Sabtu, 30 Agustus 2008
50 Tahun NTT: Ironi di Era Otonomi
Oleh Alfons Nedabang
PADA awalnya daerah Swatantra Tingkat I meliputi Swa praja Flores, Sumba dan Timor. Ini untuk membedakan NTT dari daerah Swatantra Bali dan Nusa Tenggara Barat yang sebelumnya tergabung dengan nama Propinsi Sunda Kecil. Pemisahan itu terjadi 1958.
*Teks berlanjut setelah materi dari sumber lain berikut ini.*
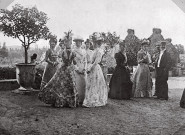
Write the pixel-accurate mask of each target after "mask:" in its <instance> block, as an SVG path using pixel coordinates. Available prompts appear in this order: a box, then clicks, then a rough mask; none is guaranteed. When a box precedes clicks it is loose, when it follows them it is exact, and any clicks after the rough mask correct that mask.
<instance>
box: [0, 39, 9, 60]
mask: <svg viewBox="0 0 185 135" xmlns="http://www.w3.org/2000/svg"><path fill="white" fill-rule="evenodd" d="M0 57H2V58H5V57H8V49H7V47H6V43H5V42H4V43H3V47H2V48H0Z"/></svg>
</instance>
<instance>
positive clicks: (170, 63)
mask: <svg viewBox="0 0 185 135" xmlns="http://www.w3.org/2000/svg"><path fill="white" fill-rule="evenodd" d="M155 66H156V82H155V89H156V96H157V98H158V99H162V100H168V83H167V81H168V71H169V69H170V67H171V58H170V54H169V53H168V52H167V51H166V42H165V41H162V42H161V43H160V54H159V57H158V60H157V62H156V65H155Z"/></svg>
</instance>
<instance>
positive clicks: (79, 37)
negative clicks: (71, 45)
mask: <svg viewBox="0 0 185 135" xmlns="http://www.w3.org/2000/svg"><path fill="white" fill-rule="evenodd" d="M73 41H74V42H76V41H81V42H84V40H83V38H82V37H80V36H78V37H76V38H74V40H73Z"/></svg>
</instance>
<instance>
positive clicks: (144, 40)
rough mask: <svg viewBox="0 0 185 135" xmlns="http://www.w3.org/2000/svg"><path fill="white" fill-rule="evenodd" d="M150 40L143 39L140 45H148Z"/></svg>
mask: <svg viewBox="0 0 185 135" xmlns="http://www.w3.org/2000/svg"><path fill="white" fill-rule="evenodd" d="M149 43H150V41H149V40H148V39H143V40H142V42H141V45H149Z"/></svg>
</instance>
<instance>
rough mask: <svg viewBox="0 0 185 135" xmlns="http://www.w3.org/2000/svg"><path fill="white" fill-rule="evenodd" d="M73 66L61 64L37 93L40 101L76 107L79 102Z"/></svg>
mask: <svg viewBox="0 0 185 135" xmlns="http://www.w3.org/2000/svg"><path fill="white" fill-rule="evenodd" d="M73 69H74V68H72V67H71V66H66V65H62V66H61V67H60V68H59V69H58V70H57V72H56V73H55V75H54V76H53V77H52V79H51V80H50V81H49V82H48V83H47V84H46V85H45V86H44V88H43V89H41V91H40V92H39V94H38V97H39V99H40V100H41V101H43V102H44V103H46V104H50V105H52V106H54V107H76V106H78V104H79V100H78V91H77V90H76V87H75V86H76V82H75V80H74V72H75V71H74V70H73Z"/></svg>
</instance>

Perjuangan menjadi daerah otonom dilakukan dewan raja-raja serta masyarakat. Tentunya dengan kesadaran yang tinggi bahwa sudah waktunya NTT berdiri sendiri. Semangat pemisahan adalah untuk meningkatkan pelayanan kepada masyarakat dan mempercepat laju pembangunan daerah.
Lahirnya Undang-undang tentang Pembentukan daerah-daerah Tingkat II mengharuskan Swatantra NTT dibagi menjadi 12 daerah Tingkat II yaitu Sumba Barat, Sumba Timur, Manggarai, Ngada, Ende, Sikka, Flores Timur, Alor, Kupang, TTS, TTU dan Belu.
Tahun 1965 sebutan Swatantra diubah menyusul diberlakukannya UU No 18/1965 tentang Pokok-pokok Pemerintahan daerah. Swatantra Tingkat I NTT diubah menjadi Propinsi NTT, sedangkan daerah Tingkat II menjadi kabupaten. Jumlah daerah tingkat dua bertambah tatkala pada tahun 1986 Kota Administratif Kupang berubah status menjadi Kotamadya Daerah Tingkat II Kupang.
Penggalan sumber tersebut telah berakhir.